Sibérie, Monamour, titre paradoxal, est le deuxième long métrage de Slava Ross. Cette fresque ample et morbide dans une Russie en décomposition raconte l'histoire de plusieurs personnages qui (s’en)foncent dans une impasse, sans autre espoir qu'une foi mise à l'épreuve.
Cernés par une nature hostile et menacés par une meute de loups, un grand-père et son petit-fils survivent difficilement dans le hameau perdu dans la taïga. Territoire vierge et immense, allégorie d’un pays infini. Des forêts sublimes, des montagnes à perte de vue. Mais l’environnement rend le quotidien âpre et les êtres humains en état de survivance. Même ceux qui se compromettent à l’égoïsme et l’individualisme n’échappent pas à la peur et à la mort. Une succession d'événements va pousser à bout leur résistance, et la nôtre tant la tension vers le dénouement final est maîtrisée. Sans temps morts, grâce à un découpage malin et un scénario habile, Sibérie, monamour est aussi cruel que sauvage, attachant que cynique.

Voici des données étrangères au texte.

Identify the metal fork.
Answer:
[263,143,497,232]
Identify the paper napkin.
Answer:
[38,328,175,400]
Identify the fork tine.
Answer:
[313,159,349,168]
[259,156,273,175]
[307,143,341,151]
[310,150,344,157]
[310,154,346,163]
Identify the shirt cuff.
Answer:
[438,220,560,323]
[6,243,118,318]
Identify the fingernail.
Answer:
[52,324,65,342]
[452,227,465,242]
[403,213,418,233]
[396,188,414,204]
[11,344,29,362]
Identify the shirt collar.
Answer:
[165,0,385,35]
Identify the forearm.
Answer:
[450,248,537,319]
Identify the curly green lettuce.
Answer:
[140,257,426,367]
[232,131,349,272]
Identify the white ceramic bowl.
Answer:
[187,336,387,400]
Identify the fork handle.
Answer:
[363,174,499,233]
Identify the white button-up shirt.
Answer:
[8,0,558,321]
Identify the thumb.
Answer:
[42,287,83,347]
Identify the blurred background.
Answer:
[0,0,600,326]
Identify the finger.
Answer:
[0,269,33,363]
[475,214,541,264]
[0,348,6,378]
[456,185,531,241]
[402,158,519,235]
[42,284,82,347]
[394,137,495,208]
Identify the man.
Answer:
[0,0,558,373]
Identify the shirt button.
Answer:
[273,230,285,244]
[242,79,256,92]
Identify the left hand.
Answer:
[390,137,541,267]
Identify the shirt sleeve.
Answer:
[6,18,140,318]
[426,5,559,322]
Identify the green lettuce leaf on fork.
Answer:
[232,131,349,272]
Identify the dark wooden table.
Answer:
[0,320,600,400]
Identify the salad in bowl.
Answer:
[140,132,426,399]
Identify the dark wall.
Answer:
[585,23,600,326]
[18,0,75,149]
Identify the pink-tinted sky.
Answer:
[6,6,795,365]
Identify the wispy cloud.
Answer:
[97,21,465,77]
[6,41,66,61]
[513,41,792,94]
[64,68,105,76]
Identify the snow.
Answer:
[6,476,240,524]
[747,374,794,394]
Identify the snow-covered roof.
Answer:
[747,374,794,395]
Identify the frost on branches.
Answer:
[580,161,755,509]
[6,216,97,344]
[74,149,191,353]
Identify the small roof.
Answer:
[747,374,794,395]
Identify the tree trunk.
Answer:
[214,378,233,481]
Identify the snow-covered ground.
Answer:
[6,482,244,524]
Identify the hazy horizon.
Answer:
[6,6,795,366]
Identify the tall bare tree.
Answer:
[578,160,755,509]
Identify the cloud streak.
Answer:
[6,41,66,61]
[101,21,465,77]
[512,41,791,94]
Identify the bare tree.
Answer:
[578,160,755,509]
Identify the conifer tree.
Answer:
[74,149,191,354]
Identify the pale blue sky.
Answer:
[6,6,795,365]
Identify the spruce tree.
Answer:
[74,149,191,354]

Slava Ross magnifie l’image avec des détails : une icône, la vapeur d’un bain, un puits qui peut-être un piège… Entre voleurs et paysans, militaires et villageois, le portrait de la Russie, en pleine dégénérescence, n’a rien de radieux ou de séduisant. La folie habite chacun d’entre eux, quand ce n’est pas la ferveur. Les personnages vont se croiser vers une issue finale commune. Construction classique mais maîtrisée qui intensifie l’œuvre. Le film bascule dans un autre genre : le suspens, qui nous scotche les yeux à l’écran. Heureusement, le ton absurde qui sied si bien à l’humour russe n’est pas absent. Il faut bien cette distance pour se croire encore humain, pour surmonter la misère.
Quintessence d’une identité culturelle, Sibérie, monamour est une galerie de gens abîmés, désespérés. Une meute de proies idéales pour les loups. La mort rode partout. Quand elle survient, elle est atroce. Il ne reste alors que la pourriture. Car ce pays se désagrège, avec ses guerres, son racisme, ses voleurs, sa rudesse ; il y a les séquelles de ce communisme qui a gangréné ses moindres parcelles de territoire : les routes ne sont pas finies. les statues de Staline sont encore debout, comme des vigies ironiques qui n’ont plus personne à impressionner. Le calvaire du grand père et le péril qui frappe son petit fils nous captivent de bout en bout. Une odyssée horrible qui aurait pu devenir Sibérie, sans retour.
Mais Slava Ross donne une utilité à chacun de ses personnages dans un film éminemment moral, évidemment chrétien. Il s’agit de pardon, de rédemption, d’éthique, de souffrance et même de réincarnation. Mais le cinéaste préfère achever avec une forme d’utopie cette œuvre qui aurait pu être pénible et qui est, en fait, fascinante. Il écrit une issue optimiste, à l'image de ce que ce cinéaste représente : le renouveau d’un cinéma autrefois grandiose. Il y insuffle une mélancolie toute slave dans une tragédie universelle et presque théâtrale. « Personne n’est mort, personne ne va mourir ». Il faut donc croire ce que l’on nous dit. Même si ce que l’on voit est une épopée morbide où un orphelin, un soldat et une pûte vont symboliser l’espérance.